German physician; son of Dr. Abraham Bing of Bingen, and son-in-law of the well-known physician and scholar Joseph Solomon del Medigo; born about the year 1615. In his boyhood he attended the colleges of the Jesuits in Mayence and Prague to learn Latin and other languages; and then devoted himself to the study of medicine, first under the tutorship of Del Medigo, and finally in the University of Padua, where he received the degrees of doctor of philosophy and of medicine. Upon the departure of his father-in-law, Del Medigo, from Frankfort-on-the-Main for Prague, in 1645, Bing applied to the authorities of Frankfort for permission to succeed him as physician of the Jewish quarters. After considerable trouble—being a graduate from the University of Padua he refused to be reexamined as requested by the authorities—he obtained the necessary permission, and practised medicine among both Jews and Christians.

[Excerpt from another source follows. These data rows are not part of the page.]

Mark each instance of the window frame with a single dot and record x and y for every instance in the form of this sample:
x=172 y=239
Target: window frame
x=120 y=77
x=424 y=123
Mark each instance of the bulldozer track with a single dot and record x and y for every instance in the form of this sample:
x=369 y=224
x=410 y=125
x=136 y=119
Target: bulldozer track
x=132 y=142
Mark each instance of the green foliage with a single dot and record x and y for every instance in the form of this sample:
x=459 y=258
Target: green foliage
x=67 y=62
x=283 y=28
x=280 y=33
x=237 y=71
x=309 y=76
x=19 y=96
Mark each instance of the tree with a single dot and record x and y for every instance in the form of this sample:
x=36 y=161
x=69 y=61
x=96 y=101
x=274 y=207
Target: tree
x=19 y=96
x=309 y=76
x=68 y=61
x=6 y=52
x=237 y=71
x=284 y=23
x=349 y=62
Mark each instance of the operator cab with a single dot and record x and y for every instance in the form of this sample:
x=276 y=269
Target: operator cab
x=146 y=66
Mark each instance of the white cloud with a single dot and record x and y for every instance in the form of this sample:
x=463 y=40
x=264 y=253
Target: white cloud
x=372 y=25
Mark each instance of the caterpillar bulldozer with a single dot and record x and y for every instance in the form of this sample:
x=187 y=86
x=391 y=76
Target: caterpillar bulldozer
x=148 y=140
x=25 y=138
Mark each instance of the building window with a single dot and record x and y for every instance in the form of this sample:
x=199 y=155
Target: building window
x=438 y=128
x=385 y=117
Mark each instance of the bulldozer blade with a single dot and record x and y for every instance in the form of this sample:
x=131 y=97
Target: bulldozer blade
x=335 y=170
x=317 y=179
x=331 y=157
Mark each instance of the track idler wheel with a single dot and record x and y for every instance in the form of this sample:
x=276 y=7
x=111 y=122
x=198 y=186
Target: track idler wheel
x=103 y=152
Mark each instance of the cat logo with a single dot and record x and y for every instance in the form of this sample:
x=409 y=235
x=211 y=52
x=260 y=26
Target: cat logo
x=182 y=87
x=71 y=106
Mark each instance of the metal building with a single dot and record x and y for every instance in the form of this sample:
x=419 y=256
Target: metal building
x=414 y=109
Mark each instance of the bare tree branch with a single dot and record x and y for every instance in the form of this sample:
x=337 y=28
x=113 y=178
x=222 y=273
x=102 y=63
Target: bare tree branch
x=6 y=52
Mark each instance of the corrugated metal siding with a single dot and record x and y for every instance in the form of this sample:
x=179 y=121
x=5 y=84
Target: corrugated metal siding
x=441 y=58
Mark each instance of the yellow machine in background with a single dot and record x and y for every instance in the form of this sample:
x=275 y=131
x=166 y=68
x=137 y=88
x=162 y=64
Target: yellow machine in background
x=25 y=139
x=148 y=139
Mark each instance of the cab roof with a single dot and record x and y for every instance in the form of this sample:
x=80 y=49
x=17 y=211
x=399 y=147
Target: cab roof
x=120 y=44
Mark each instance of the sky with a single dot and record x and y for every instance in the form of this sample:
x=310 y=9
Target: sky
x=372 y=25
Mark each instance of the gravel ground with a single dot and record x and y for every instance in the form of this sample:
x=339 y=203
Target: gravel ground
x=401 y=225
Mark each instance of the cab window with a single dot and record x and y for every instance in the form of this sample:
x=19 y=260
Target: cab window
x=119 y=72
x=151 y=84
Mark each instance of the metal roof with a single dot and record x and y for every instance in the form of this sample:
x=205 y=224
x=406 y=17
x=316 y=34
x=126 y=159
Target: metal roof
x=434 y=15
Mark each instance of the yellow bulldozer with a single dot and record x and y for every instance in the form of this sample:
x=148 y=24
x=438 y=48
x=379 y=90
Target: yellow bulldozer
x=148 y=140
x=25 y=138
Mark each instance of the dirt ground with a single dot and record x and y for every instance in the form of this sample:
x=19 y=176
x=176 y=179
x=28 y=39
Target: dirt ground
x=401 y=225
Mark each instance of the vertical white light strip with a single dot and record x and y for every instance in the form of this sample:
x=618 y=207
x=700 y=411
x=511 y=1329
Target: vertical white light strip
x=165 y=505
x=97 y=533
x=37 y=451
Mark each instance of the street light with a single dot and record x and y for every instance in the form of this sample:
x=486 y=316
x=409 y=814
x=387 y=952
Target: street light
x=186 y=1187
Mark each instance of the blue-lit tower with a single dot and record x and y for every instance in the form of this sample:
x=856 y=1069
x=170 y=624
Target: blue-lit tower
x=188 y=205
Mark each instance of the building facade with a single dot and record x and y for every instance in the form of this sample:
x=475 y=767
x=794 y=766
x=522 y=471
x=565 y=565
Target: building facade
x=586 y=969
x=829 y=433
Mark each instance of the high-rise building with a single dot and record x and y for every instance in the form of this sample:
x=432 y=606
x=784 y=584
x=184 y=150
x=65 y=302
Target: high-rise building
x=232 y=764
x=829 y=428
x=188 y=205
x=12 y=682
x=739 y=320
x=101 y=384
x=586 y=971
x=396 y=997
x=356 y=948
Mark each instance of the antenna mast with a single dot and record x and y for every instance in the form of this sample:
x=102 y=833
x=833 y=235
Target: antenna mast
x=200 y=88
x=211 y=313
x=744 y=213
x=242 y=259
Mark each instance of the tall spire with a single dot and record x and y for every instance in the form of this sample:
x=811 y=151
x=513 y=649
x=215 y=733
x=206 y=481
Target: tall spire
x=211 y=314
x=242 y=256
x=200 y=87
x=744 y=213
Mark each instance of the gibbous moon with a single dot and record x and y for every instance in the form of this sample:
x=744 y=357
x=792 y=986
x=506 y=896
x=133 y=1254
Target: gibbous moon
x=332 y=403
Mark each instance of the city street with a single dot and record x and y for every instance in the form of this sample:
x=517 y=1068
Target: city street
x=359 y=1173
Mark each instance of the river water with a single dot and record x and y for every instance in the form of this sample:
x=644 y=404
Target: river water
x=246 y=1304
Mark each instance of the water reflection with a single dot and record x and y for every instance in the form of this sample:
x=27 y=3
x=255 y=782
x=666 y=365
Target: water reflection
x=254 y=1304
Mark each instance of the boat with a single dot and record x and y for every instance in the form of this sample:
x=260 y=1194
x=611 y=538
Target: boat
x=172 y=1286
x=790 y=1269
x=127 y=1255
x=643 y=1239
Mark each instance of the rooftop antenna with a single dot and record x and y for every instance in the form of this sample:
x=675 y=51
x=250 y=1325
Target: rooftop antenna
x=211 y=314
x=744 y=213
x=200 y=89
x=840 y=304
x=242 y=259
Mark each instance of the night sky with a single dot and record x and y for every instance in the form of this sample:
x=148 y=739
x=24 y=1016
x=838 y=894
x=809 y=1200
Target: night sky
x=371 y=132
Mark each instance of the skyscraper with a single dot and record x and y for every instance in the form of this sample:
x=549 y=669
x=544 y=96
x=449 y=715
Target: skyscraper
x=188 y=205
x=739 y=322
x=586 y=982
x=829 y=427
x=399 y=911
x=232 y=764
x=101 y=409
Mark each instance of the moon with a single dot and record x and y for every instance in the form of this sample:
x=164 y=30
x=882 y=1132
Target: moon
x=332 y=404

But, like the other Jewish physicians, he suffered from the ill will of his rivals. In 1653 he was accused of having caused the death of one of his Christian patients by injurious drugs. In consequence of this accusation the practise of Jewish physicians was limited to the Jewish quarter.
- R. Landau, Geschichte der Jüdischen Aerzte, p. 116;
- M. Horovitz, Jüdische Aerzte in Frankfurt-am-Main, pp. 25-29;
- Aaron Friedenwald, Jewish Physicians, in Publications of Gratz College, Philadelphia, 1897, p. 163.